Da wurde sehr viel diskutiert, da wurde sehr intensiv diskutiert, und da wurde eben diskutiert die Ausrichtung der Grenzanlagen. Da war jemand, der uns berichtete, auf der Mauerkrone beziehungsweise auf der Krone des Zauns, der durch Deutschland ging – denn die Mauer war ja nur in Berlin –, gibt es ein Stacheldrahtgeflecht, und dieses Stacheldrahtgeflecht neigt sich in Richtung Osten. Auf der Ostseite wurden die Selbstschussanlagen angebaut, und die Frage stellt sich ja, warum. Wenn der Gegner, die Bonner Ultras, die Faschisten im Westen sitzen, warum dann auf der Ostseite Selbstschussanlagen und zur Ostseite geneigter Stacheldraht?

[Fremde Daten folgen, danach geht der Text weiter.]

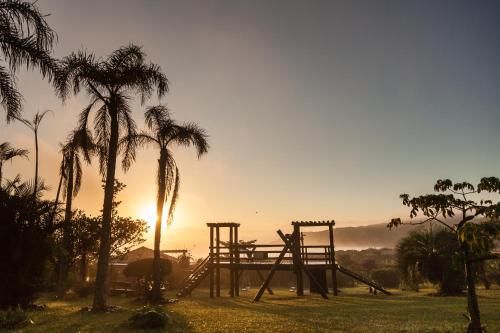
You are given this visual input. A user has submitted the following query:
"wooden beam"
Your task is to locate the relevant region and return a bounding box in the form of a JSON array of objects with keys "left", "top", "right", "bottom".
[
  {"left": 328, "top": 225, "right": 339, "bottom": 296},
  {"left": 280, "top": 228, "right": 328, "bottom": 299},
  {"left": 215, "top": 225, "right": 220, "bottom": 297},
  {"left": 234, "top": 227, "right": 240, "bottom": 296},
  {"left": 292, "top": 224, "right": 304, "bottom": 296},
  {"left": 253, "top": 230, "right": 291, "bottom": 302},
  {"left": 229, "top": 226, "right": 234, "bottom": 297}
]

(Zuruf von Rainer Albrecht, SPD)

Davor waren die Minen in den Boden gelegt, davor gab es ein gut gepflegtes, von Bewuchs freigehaltenes Schussfeld. Die Grenzanlagen wurden also so konzipiert, dass Menschen, die die DDR verlassen wollten, getroffen werden sollten. Die Minen waren zur Abwehr der DDRBürger aufgebaut. Die Selbstschussanlagen waren zur Abwehr der DDR-Bürger installiert. Und DDR-Bürger sollten getroffen werden, wenn sie fliehen wollten, auf diesem freien Schussfeld. Die Regierung der DDR hat ihr Volk eingesperrt, damit es nicht weglaufen konnte. Und, meine Damen und Herren, die Grenzanlagen waren erschreckend effektiv. Es waren Ostdeutsche, die im Todesstreifen von ihren Kameraden erschossen wurden. Es waren Ostdeutsche, die an den Selbstschussanlagen durch diese monströsen Maschinen starben, und es waren Ostdeutsche, die fliehen wollten.